As the Los Angeles real estate market improves and investing heats up, investors are increasingly looking for creative ways to maximize profits and cash flow. Subsequently, they are scooping up homes they may not have 3 years ago. Every house has the potential to make money with the right improvements. However, unpermitted improvements can result in a lot of trouble for investors.
Sometimes this involves acquiring properties with illegal improvements. In other cases, some investors are getting too creative and are making unpermitted additions to homes. Both scenarios can result in serious complications and expensive issues that are extremely counterproductive.

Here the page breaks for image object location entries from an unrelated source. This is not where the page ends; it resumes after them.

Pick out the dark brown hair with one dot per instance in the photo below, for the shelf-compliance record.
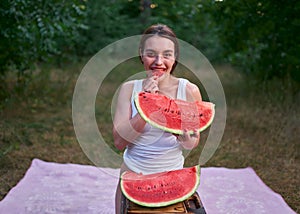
(163, 31)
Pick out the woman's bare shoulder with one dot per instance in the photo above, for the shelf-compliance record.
(193, 92)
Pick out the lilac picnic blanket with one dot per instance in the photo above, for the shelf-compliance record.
(77, 189)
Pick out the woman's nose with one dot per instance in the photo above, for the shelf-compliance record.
(158, 60)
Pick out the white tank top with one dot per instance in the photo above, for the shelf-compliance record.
(155, 150)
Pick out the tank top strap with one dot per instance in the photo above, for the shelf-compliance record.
(181, 91)
(137, 87)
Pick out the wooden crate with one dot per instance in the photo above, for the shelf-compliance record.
(191, 205)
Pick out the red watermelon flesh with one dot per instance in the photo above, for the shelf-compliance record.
(160, 189)
(174, 115)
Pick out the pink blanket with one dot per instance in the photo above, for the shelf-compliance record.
(71, 188)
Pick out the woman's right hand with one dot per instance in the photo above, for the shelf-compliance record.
(150, 84)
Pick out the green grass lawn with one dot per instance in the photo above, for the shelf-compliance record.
(262, 128)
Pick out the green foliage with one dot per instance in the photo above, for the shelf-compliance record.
(38, 30)
(260, 36)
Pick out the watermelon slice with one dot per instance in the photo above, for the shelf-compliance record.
(174, 115)
(160, 189)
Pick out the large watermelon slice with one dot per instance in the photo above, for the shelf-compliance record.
(174, 115)
(160, 189)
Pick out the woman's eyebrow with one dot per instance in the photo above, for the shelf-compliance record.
(163, 51)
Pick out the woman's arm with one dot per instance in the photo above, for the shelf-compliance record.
(190, 141)
(125, 128)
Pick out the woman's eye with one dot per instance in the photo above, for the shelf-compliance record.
(167, 55)
(150, 54)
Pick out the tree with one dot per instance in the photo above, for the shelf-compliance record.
(37, 30)
(260, 36)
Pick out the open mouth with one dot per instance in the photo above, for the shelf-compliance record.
(158, 72)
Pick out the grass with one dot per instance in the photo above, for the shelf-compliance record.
(262, 128)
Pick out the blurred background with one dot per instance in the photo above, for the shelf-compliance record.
(253, 45)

Unless those involved with real estate investing in San Diego, CA are careful not to buy homes with unpermitted work, they could quickly find themselves running into a variety of threats including:
1. Blocked From Financing
If you are in contract to buy a home with money in escrow, unpermitted improvements can prevent financing from being obtained, reducing liquidity and causing financial loss.
2. Fines & Penalties
Whether you were the owner at the time illegal work was done or not; it’s now on you. That means code violations, fines and penalties. In some municipalities, this has resulted in $1,000 a day fines totaling tens of thousands of dollars. This can even force some into foreclosure.
3. Not Being Able To Sell
Once owned, these properties can also essentially become dead weight and unsalable due to the next round of potential buyers being unable to obtain financing or title insurance on them.
As one San Diego County real estate investing firm just found out, actively engaging in these activities can trash reputation and lead to whole communities petitioning against them being able to buy, build or renovate homes. This just happened to a firm investing in Oceanside, Encinitas and Carlsbad after they were found adding illegal rental units to properties to boost cash flow.